Les recherches océanographiques, dans le domaine du vivant en particulier, ont longtemps ignoré ou sous-estimé la composante géographique ou spatiale. Ceci pour plusieurs raisons : le domaine d’étude est immense, opaque pour l’œil humain et pendant longtemps seule les observations à l’aide d’un moyen de déplacement lent et coûteux (le bateau de recherche) étaient disponibles. De plus les moyens de représentation et d’analyse spatiale étaient peu développés. Cette situation a changé de façon spectaculaire au cours des deux dernières décennies avec les avancées suivantes :
- Les satellites nous permettent maintenant d’observer la surface de la mer sur de très grandes étendues et de façon quasi instantanée. On peut en déduire non seulement la température de surface, mais aussi des indications sur la richesse en phytoplancton (couleur de l’eau), la circulation (hauteur de l’eau ou altimétrie) et l’intensité des vents de surface (scattérométrie).
- La mise à contribution des navires marchands pour la prise de mesures en mer (profils de température et de densité pour le moins) c’est accentuée au point que les bases de données couvrent pratiquement toute la planète, même si les grandes routes de navigation restent les mieux échantillonnées.

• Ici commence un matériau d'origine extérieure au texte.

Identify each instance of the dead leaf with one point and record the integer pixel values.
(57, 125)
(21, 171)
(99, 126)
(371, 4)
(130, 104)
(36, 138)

- Des mouillages fixes et engins dérivants (certains faisant le «yoyo » pour échantillonner dans le plan vertical) transmettent en permanence leur données à des satellites, lesquels les renvoient vers les centres de recherche.

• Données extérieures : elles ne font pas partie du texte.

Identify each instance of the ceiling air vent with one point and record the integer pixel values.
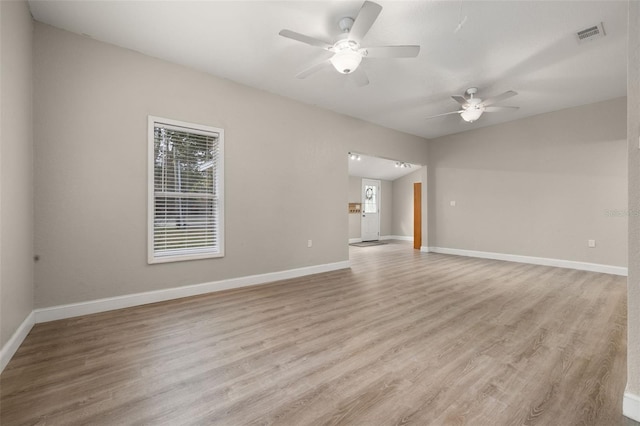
(591, 33)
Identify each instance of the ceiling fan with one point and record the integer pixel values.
(473, 108)
(347, 51)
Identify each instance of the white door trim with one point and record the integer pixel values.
(366, 232)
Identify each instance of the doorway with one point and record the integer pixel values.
(370, 223)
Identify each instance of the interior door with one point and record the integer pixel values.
(370, 224)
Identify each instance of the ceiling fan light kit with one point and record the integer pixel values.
(347, 57)
(473, 108)
(347, 51)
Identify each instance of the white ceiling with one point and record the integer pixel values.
(526, 46)
(379, 168)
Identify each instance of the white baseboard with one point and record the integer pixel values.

- La technologie satellitale permet également d’équiper les bateaux de pêche commerciale du système VMS ou Vessel Monitoring System. Ainsi on pourra reconstituer la trajectoire du bateau et en déduire ses zones de pêche.
- Certains animaux bénéficient aussi de cette technique lorsqu’ils sont équipés de capteurs-enregistreurs permettrant de connaître leur position géographique, laquelle est transmise par satellite. Ceci peut avoir lieu à n’importe quel moment pour les oiseaux marins. Pour les mammifères marins c’est uniquement lorsqu'ils font surface pour respirer ou lorsqu'ils se trouvent à terre dans les colonies (phoques, otaries). A partir des données ainsi récoltées et retransmises par satellite, les chercheurs peuvent suivre les déplacements des animaux, connaître leur zones d'alimentation, la profondeur de leurs plongées et quantifier les interactions avec les pêcheries. Lorsque la position des bateaux est également suivie par satellite (VMS) on peut alors suivre en parallèle les déplacements des animaux et des bateaux.

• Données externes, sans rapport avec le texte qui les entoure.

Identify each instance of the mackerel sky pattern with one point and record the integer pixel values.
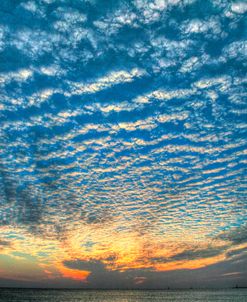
(128, 116)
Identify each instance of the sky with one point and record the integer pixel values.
(123, 143)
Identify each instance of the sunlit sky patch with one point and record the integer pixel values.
(123, 143)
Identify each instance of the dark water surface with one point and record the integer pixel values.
(28, 295)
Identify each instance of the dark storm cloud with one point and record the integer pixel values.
(237, 235)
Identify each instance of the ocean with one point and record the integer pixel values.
(47, 295)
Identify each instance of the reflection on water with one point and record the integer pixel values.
(29, 295)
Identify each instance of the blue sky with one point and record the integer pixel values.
(123, 142)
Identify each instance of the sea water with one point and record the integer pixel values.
(46, 295)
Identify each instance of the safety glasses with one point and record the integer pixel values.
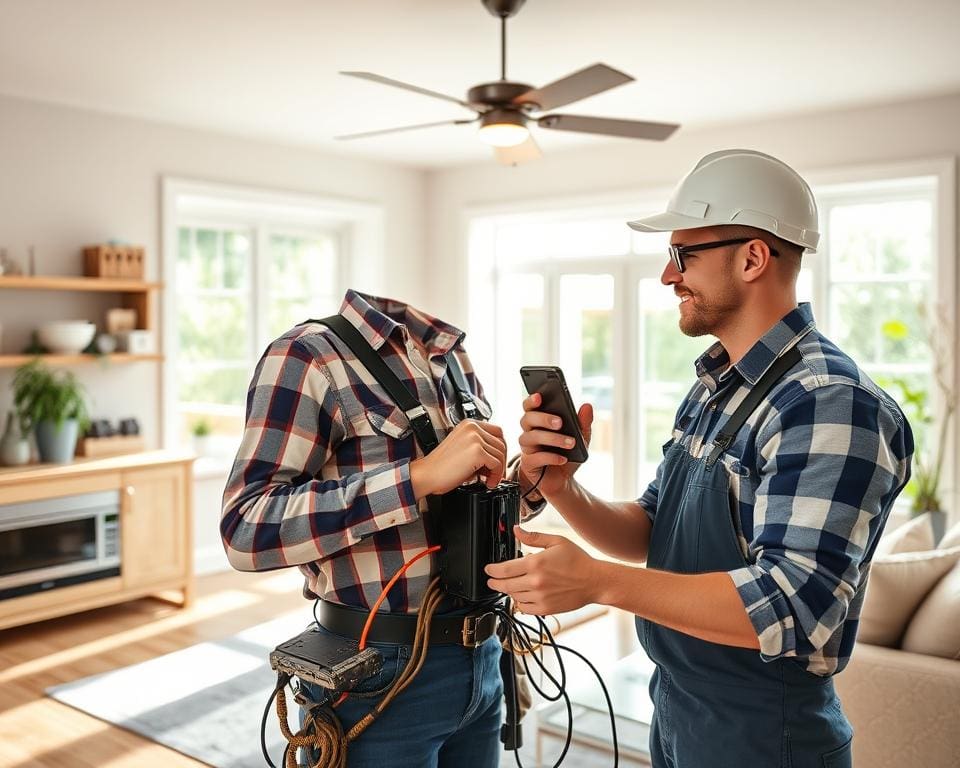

- Les bateaux de recherche moderne sont dotés d’instruments acoustiques permettant d’échantillonner de grand volume d’eau, non seulement au-dessous du bateau (sondeur vertical) mais aussi autour de lui (sonar latéral ou omni-directionnel). Certains de ces instruments permettent de connaître la topographie du fond, d’autres la distribution des poissons et dernièrement celle du zooplancton. Des bouées fixes ou dérivantes sont maintenant équipées de tels appareils.
- Les progrès informatiques permettent de nos jours de modéliser la circulation et la productivité des océans en trois dimensions. Certains de ces modèles sont même capables d’assimiler une partie des données présentées ci-dessus pour améliorer leur capacité de prédiction en temps quasi réel (océanographie opérationnelle). Ces modèles sont à la fois des outils de simulation et d'expérimentation qui permettent d'établir les équilibres hydrodynamiques, de tester des hypothèses scientifiques, d'explorer le champ des possibles et enfin d'étudier des scenarios climatiques.
- D’autre types de modèles simulent le déplacement passif ou actif des organismes, en couplant (ou non) les modèles physiques décrits ci-dessus à des modèles biologiques.
- L’informatique permet également la représentation graphique et dynamique des données d’origines diverses ainsi que leur analyse spatialisée à l’aide des systèmes d’information géographique (SIG). Ainsi on pourra représenter et étudier de façon spatialisée les liens entre les différentes composantes de l’écosystème : facteur physiques, plancton, poissons, oiseaux, mammifères et pêcheurs.